A table can have both partitions and bucketing info in it; in that case, the files within each partition will have bucketed files in it. For example, if the above example is modified to include partitioning on a column, and that results in 100 partitioned folders, each partition would have the same exact number of bucket files – 20 in this case – resulting in a total of 2,000 files across all partitions.

 

Okera Implementation of Hive Bucketing

As of Okera’s 2.0 release, we now support Hive bucketing. (For specific details, you can refer to our documentation.)

 

For hash joins on two tables, the smaller table is broadcasted while the bigger table is streamed. When two non-bucketed big tables are joined, the broadcast table needs to fit into memory, which often creates out-of-memory errors due to memory constraints.

 

However, when these large tables are bucketed based on a common bucketing column, the joins are evaluated much more efficiently. The joins are now evaluated at the bucket level since we know now that the buckets match for both tables. Resource requirements are now considerably reduced, and the time to execute a query is decreased multifold.

 

Now let’s look at a specific example of how bucketing can be used in Okera.

 

Bucketed vs. Non-Bucketed Query Performance

For this demonstration, we’ll use the standard tpc-ds tables. The big table samples will be catalog_sales, store_sales and store_returns. We’ll also use item, date_dim and store as small tables for query purposes. You can read more about the full schema used, along with the queries run, here on Github.

 

The chart below compares the same data accessed as bucketed vs non-bucketed table queries for three different variations. Those queries were chosen in such a way to demonstrate what a combination of big-medium, big-big table joins look like.

 

Primarily we have three datasets used for the queries,

catalog_sales – 164 GB, 143 Million rows (Big)

store_sales – 220 GB, 2.87 Billion rows (Big)

store_returns – 25 GB, 287 Million rows (Medium)

Query 1: Big-Medium tables join. This query has a join between the catalog_sales and store_returns tables.

Query 2: Join 2 Big-Medium tables. This query has a join of 2 joins. catalog_sales joined with store_returns and store_sales joined with store_returns.
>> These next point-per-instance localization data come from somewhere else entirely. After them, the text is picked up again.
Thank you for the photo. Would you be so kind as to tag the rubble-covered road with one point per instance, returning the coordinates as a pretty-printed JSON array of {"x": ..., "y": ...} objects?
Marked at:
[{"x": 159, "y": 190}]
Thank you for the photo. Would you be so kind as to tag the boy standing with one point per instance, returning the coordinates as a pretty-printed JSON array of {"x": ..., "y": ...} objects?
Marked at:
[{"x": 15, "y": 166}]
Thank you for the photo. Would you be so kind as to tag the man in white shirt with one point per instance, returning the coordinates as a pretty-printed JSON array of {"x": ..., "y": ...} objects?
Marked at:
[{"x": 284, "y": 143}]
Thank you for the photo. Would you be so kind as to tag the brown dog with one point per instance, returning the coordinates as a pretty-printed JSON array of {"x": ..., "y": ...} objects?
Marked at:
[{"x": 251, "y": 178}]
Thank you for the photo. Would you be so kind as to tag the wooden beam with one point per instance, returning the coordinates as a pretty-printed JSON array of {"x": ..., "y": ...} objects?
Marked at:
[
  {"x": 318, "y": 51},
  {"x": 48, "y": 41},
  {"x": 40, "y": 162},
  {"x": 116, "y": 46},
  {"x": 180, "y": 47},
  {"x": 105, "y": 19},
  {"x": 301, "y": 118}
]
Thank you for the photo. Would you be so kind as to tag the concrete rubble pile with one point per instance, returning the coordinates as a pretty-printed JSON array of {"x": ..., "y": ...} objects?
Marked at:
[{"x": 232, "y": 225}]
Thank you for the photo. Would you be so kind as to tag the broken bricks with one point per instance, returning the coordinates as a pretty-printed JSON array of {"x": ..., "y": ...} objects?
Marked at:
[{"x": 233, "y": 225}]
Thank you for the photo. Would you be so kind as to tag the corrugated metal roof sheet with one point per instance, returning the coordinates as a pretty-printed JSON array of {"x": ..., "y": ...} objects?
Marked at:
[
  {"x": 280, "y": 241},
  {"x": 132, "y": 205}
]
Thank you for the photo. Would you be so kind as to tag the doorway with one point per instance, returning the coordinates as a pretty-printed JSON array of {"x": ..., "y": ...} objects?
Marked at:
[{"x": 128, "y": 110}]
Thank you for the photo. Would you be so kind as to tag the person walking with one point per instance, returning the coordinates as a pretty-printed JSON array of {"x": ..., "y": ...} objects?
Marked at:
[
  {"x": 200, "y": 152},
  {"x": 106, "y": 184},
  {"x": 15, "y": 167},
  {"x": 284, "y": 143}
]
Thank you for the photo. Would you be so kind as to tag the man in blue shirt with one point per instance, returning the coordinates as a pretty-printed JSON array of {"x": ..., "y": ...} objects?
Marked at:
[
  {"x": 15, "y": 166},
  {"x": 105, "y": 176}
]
Query 3: Two big tables join. This query has a join between the catalog_sales and store_sales tables. (Yes, the graphic looks unusual. No, this is not a mistake.)

 

In all cases, bucketed tables take less time to return than non-bucketed tables; 2-3x faster in the case of the first and second queries. In the case of the third query, the non-bucketed join results in `out of memory` for the given test resources.

 

For a traditional hash join on the non-bucketed tables, when joining the two big tables store_sales (220GB) and catalog_sales (164GB), the smaller one is broadcasted in each worker node in Okera to perform the join between each row of these tables. But since the catalog_sales table, while technically the “smaller” one, is still 164GB, it would not fit into the memory of the worker node used in this test which has a memory cap of 64 GB. 

 

This problem is solved in the case of the bucketed table, where the join between the two tables happens only at the bucket level; for each bucket on the store_sales table, corresponding catalog_sales buckets are loaded for join comparison. This way, the memory utilization is kept very low. 

 

Conclusion

As we just went through, bucketing is very useful for certain big dataset joins which would otherwise not be possible without using up higher-end compute resource capacity. In addition, bucketing is more efficient for queries with filters on bucketing columns and aggregates.

 

Bucketing tables also can result in more efficient use of overall resources; memory utilization is low when the joins are done at the bucket level, instead of doing a full broadcast join of one of the tables. The greater the number of buckets, the less memory is needed — but too many buckets can create unneeded parallelism. It may take some experimenting at first, but eventually, you will figure out the ideal bucket count for highly efficient scans of the datasets.